In the preferred embodiment, the injection of fluorescent magnetic nanoparticles into two lumbar lymph nodes and the application of a magnetic field above the nodes and the lymphatic vessels connected to them. The application of the magnetic field is a critical process without which the nanoparticles will flow away with lymphocytes rather than being taken up by the cells in the threadlike structures. That is, the threadlike structure would not

have absorbed a sufficient amount of nanoparticles to allow the structure to be detected without the magnetic field application. The magnetic field is applied to the lymphatic tissue in the magnetic field strength of O.lto 0.5 Tesla at surface, for 1 to 120 minute, more preferably 10 to 40 minutes. In a specific embodiment, after injection of the magnetic nanoparticles, a disk-type commercial Nd-Fe-B magnet (diameter = 14 mm, thickness = 5 mm, magnetic field strength = 4000 gauss at the surface) was put on the lymphatic vessels connected to the lumbar nodes. The role of the magnet was to hold the nanoparticles at the node and the lymphatic vessel so that they had enough time to be taken up by the cells in the threadlike structure. This process was important for detecting the threadlike structure. Without this process, the nanoparticles would have flowed with the lymphatic flow, and the threadlike structure would not have absorbed a sufficient amount of nanoparticles to allow the structure to be detected. The magnetic field was applied for 20 minutes.
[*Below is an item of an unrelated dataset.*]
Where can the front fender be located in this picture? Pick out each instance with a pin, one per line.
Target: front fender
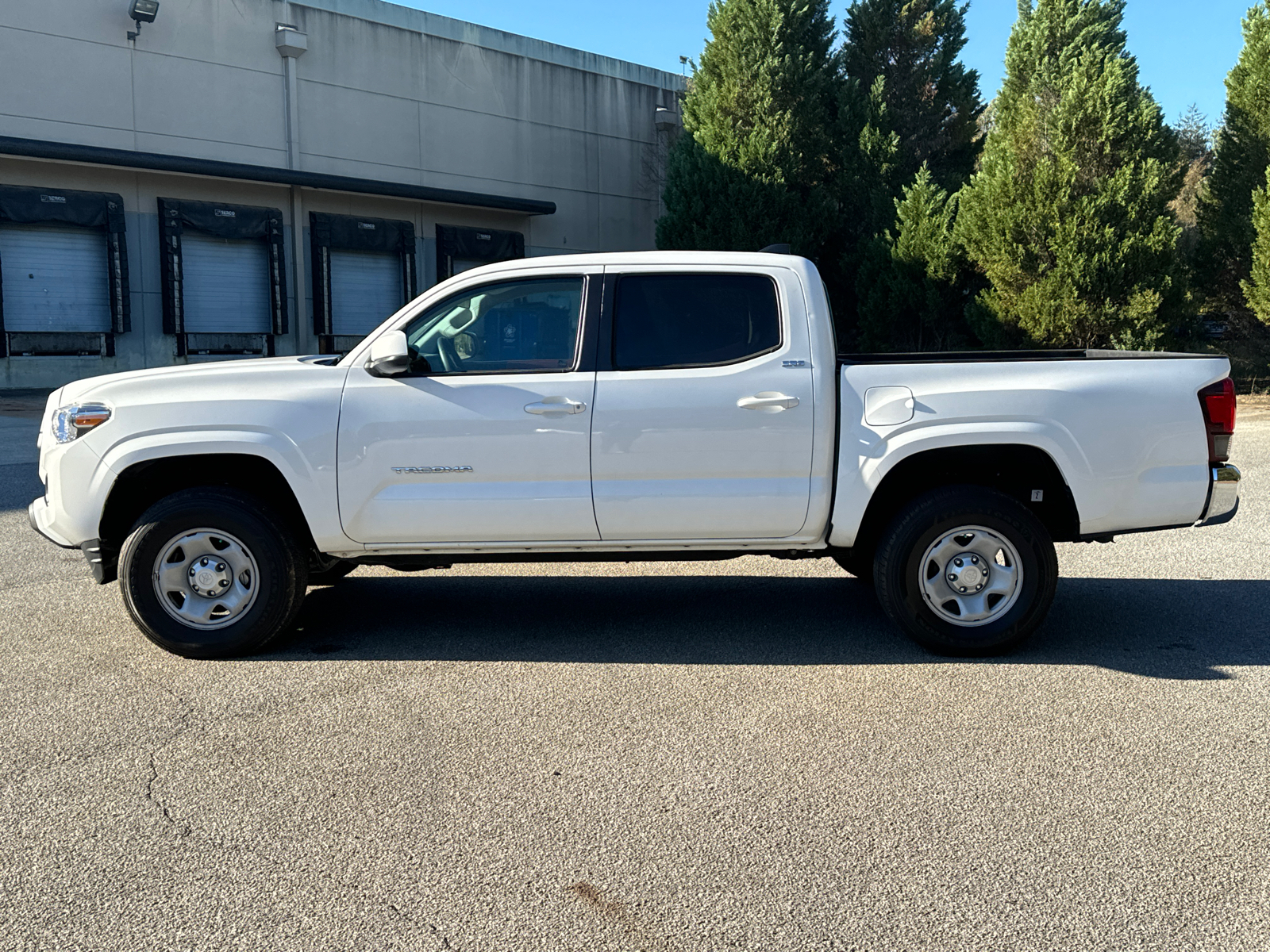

In an embodiment of the present invention, the lymphatic tissue such as the lymph nodes and vessel are located near the caudal vena cava. An anatomical illustration is shown in Fig. 5A. The nanoparticles are injected into the two lumbar nodes. The magnetic field is applied to the region indicated by the red circle. The observed lymphatic vessels are inside the blue rectangle. Fig.5B shows, in situ and in vivo, the threadlike structure and corpuscle inside the lymphatic vessel. For clear observation, it is necessary to produce as much contrast as possible. A piece of black paper was put under the lymphatic vessel in order to isolate the vessel from its complicated surroundings so that the lymphatic vessel alone could be examined. This turned out to be a very simple, but effective, way for enhancing the contrast. Two light

sources, halogen and mercury lamps were used, and optical fibers with diameters of 3 mm to illuminate the target area. The illuminating direction was about 10° from the horizontal plane (polar angle = 80°), and the azimuthal angle was about 45° from the lymphatic vessel line. Fine tuning the direction of illumination was important for detecting the barely visible threadlike structures, so the direction was adjusted by pressing the optical fiber, which was held by a micro-manipulator, slightly. Once the target structure had been detected, the angle was adjusted by fine tuning to achieve the best contrast.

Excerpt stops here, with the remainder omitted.